Le vin et les plaisirs des sens (au sens (sic) large du terme) sont des sources d’inspirations pour les poètes et les écrivains. Quoi de plus beau q’une plume de qualité écrivant sur les plaisirs organoleptiques.

C’est le cas de Charles-Ferdinand Ramuz, écrivain suisse, malheureusement mal connu et n’ayant pas la notoriété qu’il devrait avoir. Sa ressource consiste à prendre ses sujets dans un monde paysan à bien des égards archaïque, et fidèle à son principe selon lequel on peut atteindre à l’universel par le biais de l’extrêmement particulier, il développe alors une langue expressive et novatrice, saluée notamment par Paul Claudel et Louis-Ferdinand Céline (excusez du peu !).

C’est vrai que ces oeuvres sont chantantes, joyeuses et superbement écrites. N’en démontre ce magnifique passage de « Le Grand Printemps », publié en 1917. La magnificence avec laquelle il décrit l’art dans le vin est un bonheur absolu. Il a du tiré cela des nombreuses heures passées avec son père, marchand de vin….

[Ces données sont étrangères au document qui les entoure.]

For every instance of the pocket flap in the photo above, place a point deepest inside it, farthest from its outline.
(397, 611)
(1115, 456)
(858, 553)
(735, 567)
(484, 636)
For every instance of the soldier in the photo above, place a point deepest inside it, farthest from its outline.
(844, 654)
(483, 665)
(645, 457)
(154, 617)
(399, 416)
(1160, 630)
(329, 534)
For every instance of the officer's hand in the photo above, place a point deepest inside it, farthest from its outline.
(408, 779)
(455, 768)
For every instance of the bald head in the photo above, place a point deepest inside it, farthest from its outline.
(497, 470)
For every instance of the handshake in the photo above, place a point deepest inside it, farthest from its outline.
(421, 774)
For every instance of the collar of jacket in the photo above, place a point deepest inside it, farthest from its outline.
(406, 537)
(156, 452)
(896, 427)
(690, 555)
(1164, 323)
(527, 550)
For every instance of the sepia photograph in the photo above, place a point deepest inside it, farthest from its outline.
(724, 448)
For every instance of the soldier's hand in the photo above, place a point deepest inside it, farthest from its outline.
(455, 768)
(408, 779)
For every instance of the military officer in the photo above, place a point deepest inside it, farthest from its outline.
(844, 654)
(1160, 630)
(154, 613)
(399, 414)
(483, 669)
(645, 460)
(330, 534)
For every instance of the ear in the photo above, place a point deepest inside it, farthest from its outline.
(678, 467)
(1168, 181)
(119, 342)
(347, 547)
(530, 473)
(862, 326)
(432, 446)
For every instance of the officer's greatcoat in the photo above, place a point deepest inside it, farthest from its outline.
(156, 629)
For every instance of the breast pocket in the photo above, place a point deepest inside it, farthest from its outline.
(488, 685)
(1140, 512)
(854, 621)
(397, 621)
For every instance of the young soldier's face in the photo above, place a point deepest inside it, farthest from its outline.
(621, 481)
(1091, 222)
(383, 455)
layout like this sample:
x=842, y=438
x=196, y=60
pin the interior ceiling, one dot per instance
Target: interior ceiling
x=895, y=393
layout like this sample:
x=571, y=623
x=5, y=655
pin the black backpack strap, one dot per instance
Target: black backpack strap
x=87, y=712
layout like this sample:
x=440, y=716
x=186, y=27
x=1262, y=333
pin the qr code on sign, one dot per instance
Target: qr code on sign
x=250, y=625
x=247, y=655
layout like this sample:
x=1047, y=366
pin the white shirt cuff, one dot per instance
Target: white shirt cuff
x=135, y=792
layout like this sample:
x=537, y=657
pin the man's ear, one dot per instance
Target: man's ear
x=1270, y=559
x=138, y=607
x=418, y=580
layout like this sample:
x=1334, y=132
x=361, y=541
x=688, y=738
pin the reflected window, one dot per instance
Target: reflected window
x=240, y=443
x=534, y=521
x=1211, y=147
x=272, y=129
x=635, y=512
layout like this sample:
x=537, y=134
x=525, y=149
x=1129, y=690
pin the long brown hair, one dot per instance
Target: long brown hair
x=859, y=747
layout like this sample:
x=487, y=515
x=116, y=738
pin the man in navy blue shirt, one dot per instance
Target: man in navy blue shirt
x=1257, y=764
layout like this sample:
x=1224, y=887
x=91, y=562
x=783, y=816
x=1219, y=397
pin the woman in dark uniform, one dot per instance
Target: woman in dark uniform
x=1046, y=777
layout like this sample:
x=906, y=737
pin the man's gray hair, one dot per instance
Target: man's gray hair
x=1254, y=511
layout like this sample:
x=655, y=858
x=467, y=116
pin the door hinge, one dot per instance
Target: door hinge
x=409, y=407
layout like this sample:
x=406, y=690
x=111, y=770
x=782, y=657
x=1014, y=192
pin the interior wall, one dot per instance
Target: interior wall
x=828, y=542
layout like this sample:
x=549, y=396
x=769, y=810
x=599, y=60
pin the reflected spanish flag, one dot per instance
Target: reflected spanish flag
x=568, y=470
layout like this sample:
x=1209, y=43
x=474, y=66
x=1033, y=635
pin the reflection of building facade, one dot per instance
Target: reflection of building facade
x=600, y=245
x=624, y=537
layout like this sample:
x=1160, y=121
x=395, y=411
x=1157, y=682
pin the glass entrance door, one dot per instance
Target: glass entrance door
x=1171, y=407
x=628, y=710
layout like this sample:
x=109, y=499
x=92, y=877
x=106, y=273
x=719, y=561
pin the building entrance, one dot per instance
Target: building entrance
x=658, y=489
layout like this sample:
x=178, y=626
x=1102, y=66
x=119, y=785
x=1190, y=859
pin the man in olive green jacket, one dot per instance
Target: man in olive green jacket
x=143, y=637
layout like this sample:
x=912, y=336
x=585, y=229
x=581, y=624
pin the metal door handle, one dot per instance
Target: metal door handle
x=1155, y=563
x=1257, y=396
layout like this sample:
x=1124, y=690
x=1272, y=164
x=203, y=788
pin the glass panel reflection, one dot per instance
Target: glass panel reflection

L’artiste est partout. Je crois que le paysan qui aime une vache parce qu’elle est belle est un artiste. L’éleveur de chiens a des théories sur la forme des oreilles : c’est un artiste. Il y a une faon de tailler sa mortaise qui est de l’art. On commence à voir que tout le monde est avant tout artiste et ne vit que par là. Jusqu’à l’amateur de vins ou de cuisine, savourant, dégustant, et puis faisant claquer sa langue : quelque chose brille dans ses yeux : il vit, il a du plaisir. Il y a un contact direct entre lui et les choses.